Wish I could see this film

Pandora's Promise works to make the case for environmentally-conscious nuclear power.  But you have to go to a big city to see it.

The Last Mystery of the Financial Crisis

Should anyone ever trust financial rating agencies in the future?  When ratings are up for sale, they have no value whatsoever.  Not to mention the danger that represents to the financial system.

The Study Austerity Merchants, And GOP Entitlement Foes Don’t Want You To See

What would it mean to current policy debates if health care spending growth permanently slows?  This could be huge!
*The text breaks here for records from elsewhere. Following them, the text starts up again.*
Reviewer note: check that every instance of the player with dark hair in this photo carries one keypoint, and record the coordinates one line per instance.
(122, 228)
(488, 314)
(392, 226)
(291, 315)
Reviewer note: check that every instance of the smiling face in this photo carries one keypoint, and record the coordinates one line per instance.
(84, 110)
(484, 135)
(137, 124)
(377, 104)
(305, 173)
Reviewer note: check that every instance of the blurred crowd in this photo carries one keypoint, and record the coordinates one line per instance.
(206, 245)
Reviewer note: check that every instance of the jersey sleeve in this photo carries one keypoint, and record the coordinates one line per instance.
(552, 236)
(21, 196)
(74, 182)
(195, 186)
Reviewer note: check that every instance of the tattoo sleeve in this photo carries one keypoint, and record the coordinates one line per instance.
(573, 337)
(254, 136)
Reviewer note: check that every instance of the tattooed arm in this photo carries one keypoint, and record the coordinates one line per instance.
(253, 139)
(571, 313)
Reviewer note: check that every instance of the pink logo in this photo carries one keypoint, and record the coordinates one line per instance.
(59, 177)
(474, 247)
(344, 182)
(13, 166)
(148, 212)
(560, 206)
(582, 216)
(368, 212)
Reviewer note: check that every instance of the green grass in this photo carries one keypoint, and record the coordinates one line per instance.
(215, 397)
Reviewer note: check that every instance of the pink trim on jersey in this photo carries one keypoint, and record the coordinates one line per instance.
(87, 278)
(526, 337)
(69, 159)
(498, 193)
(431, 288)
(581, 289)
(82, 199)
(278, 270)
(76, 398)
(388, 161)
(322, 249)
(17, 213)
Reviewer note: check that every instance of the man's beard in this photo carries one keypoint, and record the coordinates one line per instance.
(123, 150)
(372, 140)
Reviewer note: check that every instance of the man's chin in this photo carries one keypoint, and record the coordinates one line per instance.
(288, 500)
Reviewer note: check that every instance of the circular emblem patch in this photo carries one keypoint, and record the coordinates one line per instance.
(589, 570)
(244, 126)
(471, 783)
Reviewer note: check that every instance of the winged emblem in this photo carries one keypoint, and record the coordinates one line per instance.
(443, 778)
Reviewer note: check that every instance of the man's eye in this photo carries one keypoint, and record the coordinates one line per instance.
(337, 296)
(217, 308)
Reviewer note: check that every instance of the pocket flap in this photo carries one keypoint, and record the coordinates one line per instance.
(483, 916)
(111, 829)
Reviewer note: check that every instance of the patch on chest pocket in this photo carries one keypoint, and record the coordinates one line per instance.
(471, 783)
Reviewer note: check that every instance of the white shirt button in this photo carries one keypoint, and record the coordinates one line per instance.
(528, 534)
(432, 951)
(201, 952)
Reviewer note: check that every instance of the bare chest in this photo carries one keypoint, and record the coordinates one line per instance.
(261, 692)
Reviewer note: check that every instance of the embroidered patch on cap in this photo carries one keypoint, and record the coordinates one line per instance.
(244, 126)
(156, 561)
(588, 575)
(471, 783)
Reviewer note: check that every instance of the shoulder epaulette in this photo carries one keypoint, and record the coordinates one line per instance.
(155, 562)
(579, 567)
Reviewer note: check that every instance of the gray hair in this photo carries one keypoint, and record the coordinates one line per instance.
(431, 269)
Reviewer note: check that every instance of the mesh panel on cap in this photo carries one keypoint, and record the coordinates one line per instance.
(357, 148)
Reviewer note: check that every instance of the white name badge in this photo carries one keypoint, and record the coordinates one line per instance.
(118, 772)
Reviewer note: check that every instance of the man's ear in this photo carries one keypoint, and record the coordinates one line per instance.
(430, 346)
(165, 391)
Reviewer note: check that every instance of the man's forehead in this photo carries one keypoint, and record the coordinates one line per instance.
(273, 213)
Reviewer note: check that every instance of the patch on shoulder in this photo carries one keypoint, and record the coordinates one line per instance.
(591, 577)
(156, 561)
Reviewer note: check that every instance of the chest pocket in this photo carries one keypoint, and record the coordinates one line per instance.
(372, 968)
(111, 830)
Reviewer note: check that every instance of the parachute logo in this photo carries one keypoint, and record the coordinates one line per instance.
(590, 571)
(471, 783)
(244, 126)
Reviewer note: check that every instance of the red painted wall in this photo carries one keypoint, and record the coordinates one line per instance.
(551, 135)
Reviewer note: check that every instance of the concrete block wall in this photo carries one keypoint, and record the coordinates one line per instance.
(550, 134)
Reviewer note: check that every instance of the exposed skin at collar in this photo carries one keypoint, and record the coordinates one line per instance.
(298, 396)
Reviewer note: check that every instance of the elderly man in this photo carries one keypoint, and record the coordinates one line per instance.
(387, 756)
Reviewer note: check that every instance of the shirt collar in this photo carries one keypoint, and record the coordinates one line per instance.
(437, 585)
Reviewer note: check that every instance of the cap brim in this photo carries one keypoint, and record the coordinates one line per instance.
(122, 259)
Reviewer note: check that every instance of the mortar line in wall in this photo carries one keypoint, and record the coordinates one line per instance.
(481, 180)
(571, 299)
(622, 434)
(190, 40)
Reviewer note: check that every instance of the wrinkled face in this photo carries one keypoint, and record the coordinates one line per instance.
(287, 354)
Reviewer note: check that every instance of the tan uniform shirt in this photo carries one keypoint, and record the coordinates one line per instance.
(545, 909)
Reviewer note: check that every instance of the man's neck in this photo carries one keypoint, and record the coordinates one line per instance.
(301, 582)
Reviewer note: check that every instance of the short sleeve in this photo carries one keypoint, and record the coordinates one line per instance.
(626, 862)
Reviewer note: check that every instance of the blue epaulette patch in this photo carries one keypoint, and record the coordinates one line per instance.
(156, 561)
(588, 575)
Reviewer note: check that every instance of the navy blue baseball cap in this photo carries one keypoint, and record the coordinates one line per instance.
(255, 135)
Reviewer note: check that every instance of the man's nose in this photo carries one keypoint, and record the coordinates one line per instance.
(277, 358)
If health care spending is reined in, it has long term impacts on the economy as a whole.

Brain Stimulation Improves Mental Arithmetic

Researchers have found that transcranial random noise stimulation can improve the brain's ability to do the numbers in your head.  Where can I get me some of that?

Saturday, June 08, 2013

Minimal Health Risk

Seafood contamination from the Fukushima accident is so low that it presents essentially no additional risk for consumers.  Detectable, yes.  But at levels that are less than the natural background and contamination from other sources.  Granted, it could have been worse.  But it bears repeating that living close to a Japanese coastline where tsunamis can kill you directly is much more dangerous than living next to a nuclear power plant.

Thursday, June 06, 2013

What Taxes Should Be

This is what economic research says about our taxes:
  • The top U.S. income tax rate is currently well below best estimates of the optimal rate for revenue maximization.
  • Recent research implies a revenue-maximizing top effective federal income tax rate of roughly 68.7 percent. This is nearly twice the top 35 percent effective marginal ordinary income tax rate that prevailed at the end of 2012, and 27.5 percentage points higher than the 41.2 percent rate in 2013.2 This would mean a top statutory income tax rate of 66.1 percent, 26.5 percentage points above the prevailing 39.6 percent top statutory rate.
  • Tax reform that broadens the tax base and minimizes tax avoidance opportunities actuallyincreases the revenue-maximizing top marginal tax rate. This means that base-broadening tax reform and higher marginal rates should be seen as complements, not substitutes.
  • Analyses of top tax rate changes since World War II show that higher rates have no statistically significant impact on factors driving economic growth—private saving, investment levels, labor participation rates, and labor productivity—nor on overall economic growth rates.
  • Both short-run demand-side and long-run supply-side growth effects stemming from top tax rate changes are extremely modest. Thus, related “dynamic” revenue “leakages” stemming from reduced economic activity following top rate increases are small as well. Indeed, the net revenue feedback of the 2001–2004 tax cuts was recently estimated at recouping just 1 percent of their scored cost.
  • Historically, decreases in top marginal tax rates have widened inequality of both pre- and post-tax income. This has been interpreted by some economists as marginal rate reductions providing a higher payoff to rent-seeking (i.e., using influence to “bargain” a higher share of income at the expense of other workers).
  • Today’s economic context of a depressed U.S. economy, political pressure to prematurely reduce near-term budget deficits, and ever-widening income inequality actually strengthens the case for raising top marginal tax rates. There remains substantial scope for further raising top rates toward the revenue-maximizing levels estimated by the best economic research.

Be An Infrastructure Hawk

The deficit hawks say that we steal from our children by spending money that they must repay.  We also steal from them when we fail to fix things that are broken today that will need to be fixed later if we don't.